3) Movies. 3,727. Two hours of average length per movie makes 7,454, a bit more than a year.

Thus, only to get acquainted with the sources, we need seven years and a half (let’s say seven). Without break. In fact, to be honest, when I have to review an album, I need to play it at least three times. If I wrote a review of Mahler’s 5th symphony or Miles Davis’s Kind of Blue after playing them once only, I would be simply fooling my readers, selling a very superficial analysis as “expert’s opinion”. Thus, we like to think that the various PS’s of this world are taking their job seriously. And, in doing this, I am also ready to acknowledge that Mr. PS is far cleverer than me, so let’s assume that consulting any work not more than twice is enough for him to understand them. So, seven years, multiplied by two, makes 14.

Now, let’s give the guy a decent life. Let’s give him 7 hours per day of deserved rest, 2 hours for meals, personal hygiene, health care and physiological needs; 7 hours between actual work, transportation and professional update, taking into account all his jobs (he writes poetry, prepares and gives lectures and conferences, interviews, reads about cognitive sciences, offers IT consultations, has to keep up-to-date with the world’s political situation, etc.). 3 more hours for social relations, including his 128 friends, the unavoidable talks with publishers and colleagues, some bureaucracy, and a bit of sex that we all hope he indulges himself in. Finally, one more hour for typing his material, at a speed that Dan Brown’s secretary could only dream of. We are still ignoring the 102 countries he visited, but never mind: let’s say that PS works during the trips, and spends his entire holidays with the iPod, listening to the music he will eventually review.

That all amounts to 20 hours, so only four hours (and not 24) are devoted to play/watch/read the material he reviews. This means that our initial 14 years must be multiplied by 6 (i.e., 24:4).

That’s 84.

Years.

Our hero was born in 1955, and he has collected material for 30 years only.

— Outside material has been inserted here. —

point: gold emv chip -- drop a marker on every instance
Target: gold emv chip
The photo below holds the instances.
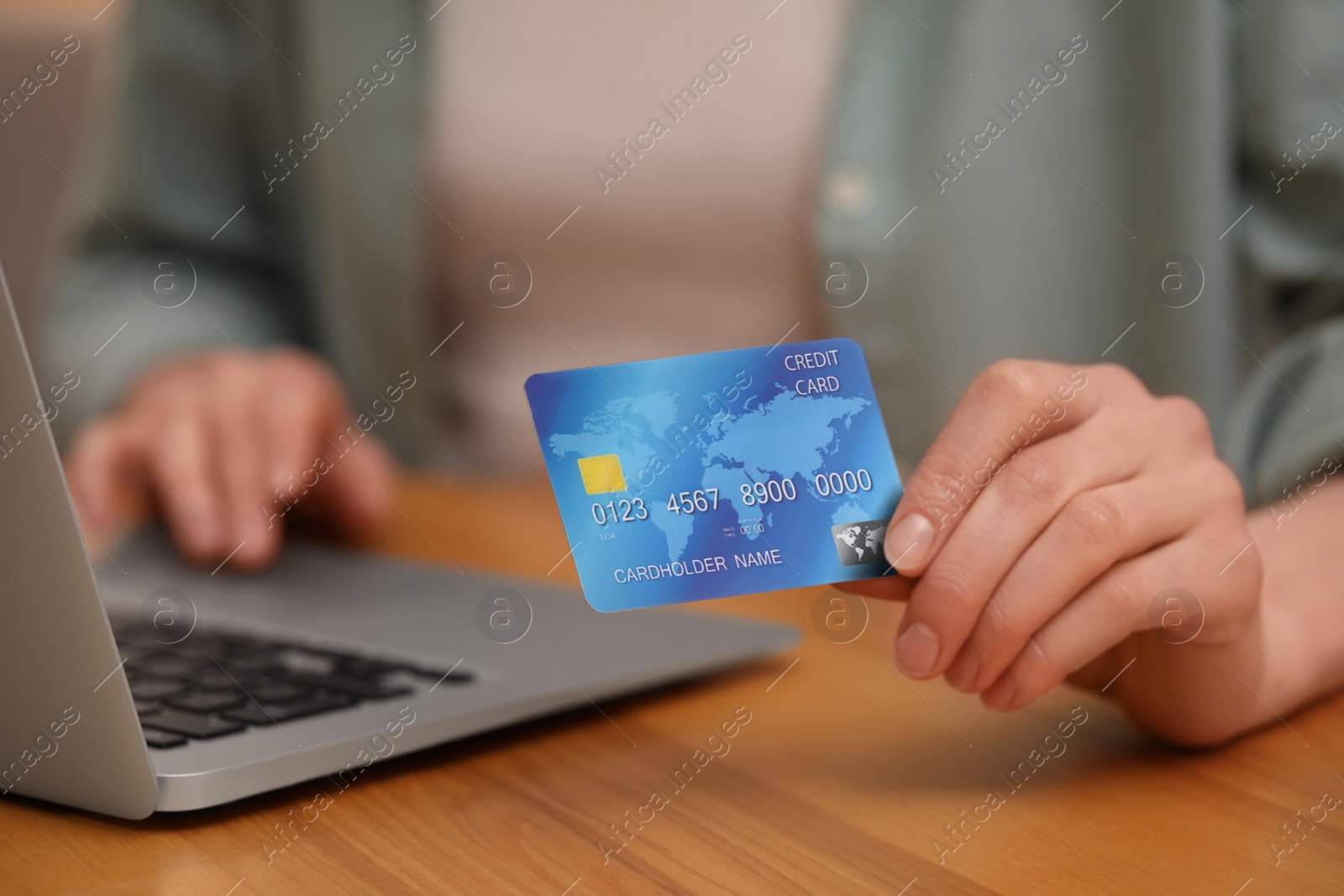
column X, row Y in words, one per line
column 601, row 474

Our target is 30, not 84. Oops.

Proposal: let us say he sleeps less, eats at fast-foods, writes pataphysical poetry and practices sexual abstinence. We have a far less healthy person, but we saved at least two hours per day. So, now we can multiply 14 by 4. Still, bad news: we get to 56. He turns 60 this year: did he start his reviews when he was four???

Of course, the truth is very different: in order to fit in any reasonable calculation we have to admit that Mr. PS does not listen to/watch/read anything more than once in his life, if he does at all (even like that he needs to have a super-active and super-efficient life, with no distractions whatsoever). His reviews, when read carefully, are full of mistakes and omissions, and so are those that you will find in any guide in bookshops: most of the works reviewed are hardly touched: few minutes per work if we are lucky (just to get an idea, try to understand Psycho by just seeing the girl escaping with the money, or Moby Dick by just reading the pages where the anatomy of whales is described).

The truth is: these guides are only recycling existing reviews of various works, without any specific research or added value from the authors. It’s commonsense sold as illumination. Somebody should write a guide called 1001 guides to avoid before you die.

We live in an era when specializing on something is discouraged and the cultural patchworks are dominating. Reality becomes more complicated with time, and instead of being offered interpretive tools to cope with it, we are just suggested to replace it with the over-simplification of “shopping lists”. We are promised the essential, the all-you-need-is-this, and in return we renounce freedom of choice, pleasure of searching for something, and ultimately participation in our own life.

If we are planning to buy books for our dear ones, let us go “searching” for the right ones, let us open them, browse them, read the back-cover synopsis, let us get charmed by their promises and let us buy one for ourselves. As Umberto Eco once wrote, books suffer if we don’t abuse them.

And, by the way, Happy Christmas to everybody.